Doch was in unserem Alltag als Praxisinhaber erleben, ist an Absurdität teilweise kaum zu überbieten.

In diesem Artikel wollen wir den Stand der Digitalisierung im Gesundheitswesen im Herbst/Winter 2022 anhand von fünf Beispielen aus unserer Anästhesiepraxis dokumentieren.

Gute Unterhaltung!

Beginnen wir mit …

#1 Nerdtalk: Die Telematik Infrastruktur (TI)

Im Frühjahr 2022 erhielten wir einen Brief von der Kassenärztlichen Vereinigung (KV).

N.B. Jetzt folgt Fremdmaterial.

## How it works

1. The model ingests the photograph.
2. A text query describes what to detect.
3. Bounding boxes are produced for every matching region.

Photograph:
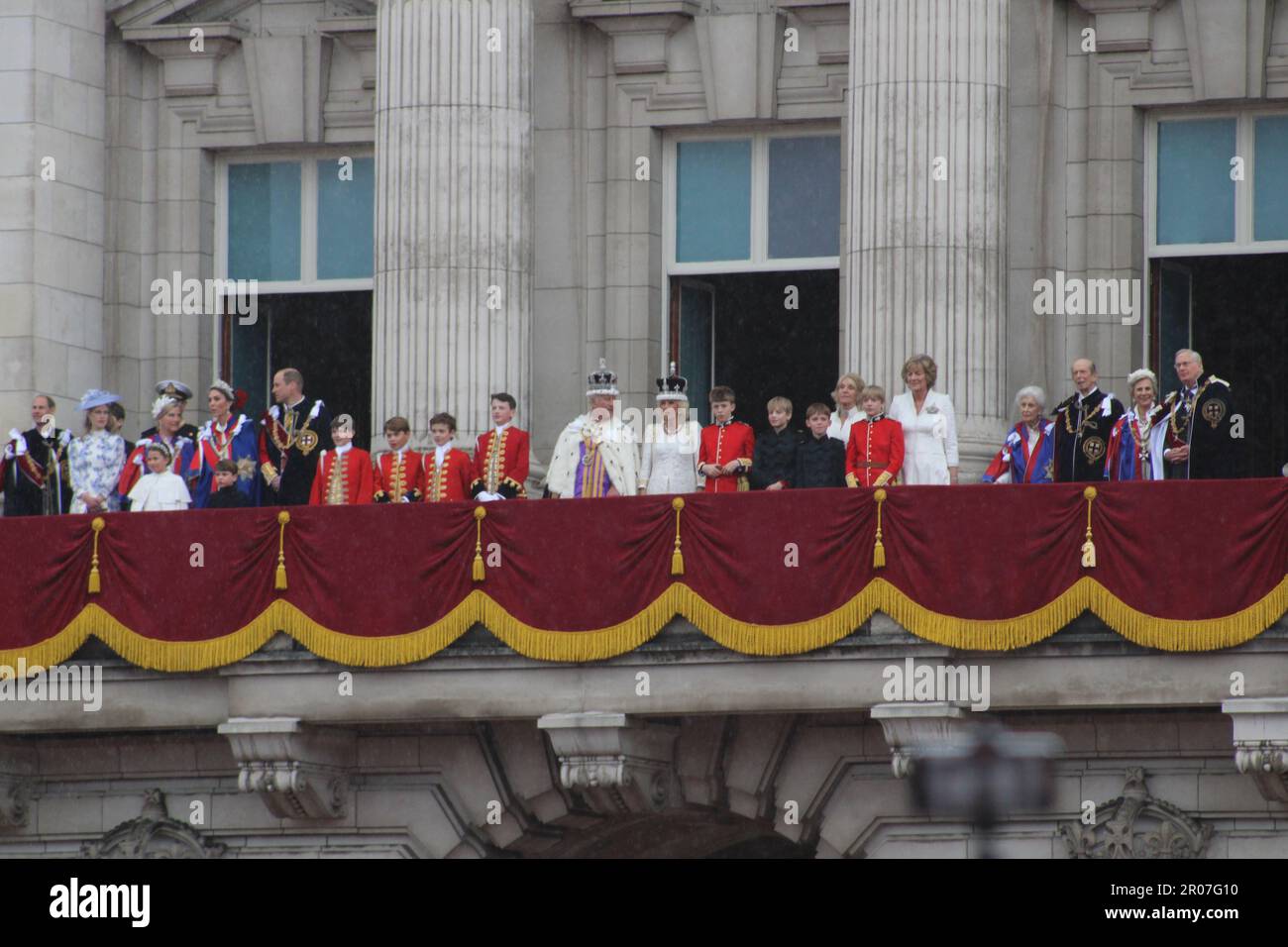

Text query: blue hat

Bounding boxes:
[80,388,121,411]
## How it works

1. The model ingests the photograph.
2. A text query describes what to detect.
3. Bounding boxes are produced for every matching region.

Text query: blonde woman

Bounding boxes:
[827,371,866,445]
[890,355,957,484]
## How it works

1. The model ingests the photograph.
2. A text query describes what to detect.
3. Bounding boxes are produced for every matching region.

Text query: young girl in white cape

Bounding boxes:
[130,442,192,513]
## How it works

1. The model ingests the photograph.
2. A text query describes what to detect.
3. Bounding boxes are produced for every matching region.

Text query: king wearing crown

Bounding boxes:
[546,359,639,498]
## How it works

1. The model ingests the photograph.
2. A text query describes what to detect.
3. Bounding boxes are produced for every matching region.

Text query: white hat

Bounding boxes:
[80,388,121,411]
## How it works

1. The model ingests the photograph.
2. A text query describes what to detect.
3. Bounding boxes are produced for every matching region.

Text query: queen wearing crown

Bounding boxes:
[546,359,639,498]
[639,362,702,493]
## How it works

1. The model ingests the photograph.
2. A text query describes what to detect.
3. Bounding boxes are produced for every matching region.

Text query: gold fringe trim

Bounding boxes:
[0,576,1288,672]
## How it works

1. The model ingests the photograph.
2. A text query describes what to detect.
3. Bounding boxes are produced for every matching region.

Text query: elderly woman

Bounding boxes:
[67,388,125,513]
[889,355,957,484]
[638,362,702,493]
[1105,368,1167,480]
[980,385,1055,483]
[827,371,864,445]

Nach der Lektüre stellten wir zweierlei fest:

  1. Die Schriftsprache war deutsch
  2. Aufgrund einer Vielzahl von kryptischen Abkürzungen und technischer Begriffe musste der Adressat des Schreibens offensichtlich EDV-Sachverständiger sein

Das Problem war nur: der Brief war eindeutig an uns Praxisinhaber gerichtet.

Offenbar sollten wir …

  1. Irgendetwas mit unserer Praxis-Verwaltungs-Software (PVS) anstellen,
  2. Dringend diverse TI-Module installieren (auch wenn wir diese als Anästhesisten gar nicht nutzen können), und darüber hinaus
  3. Meldung an die KV über erfolgreichen Vollzug machen (andernfalls drohten empfindliche Honorarkürzungen)

ePA, eHBA und SMC-B

Von uns Ärzten wird selbstverständlich verlangt, dass wir Patienten in leicht verständlichem Deutsch über ihre Erkrankung und Therapie informieren sowie über die damit verbundenen Risiken aufklären.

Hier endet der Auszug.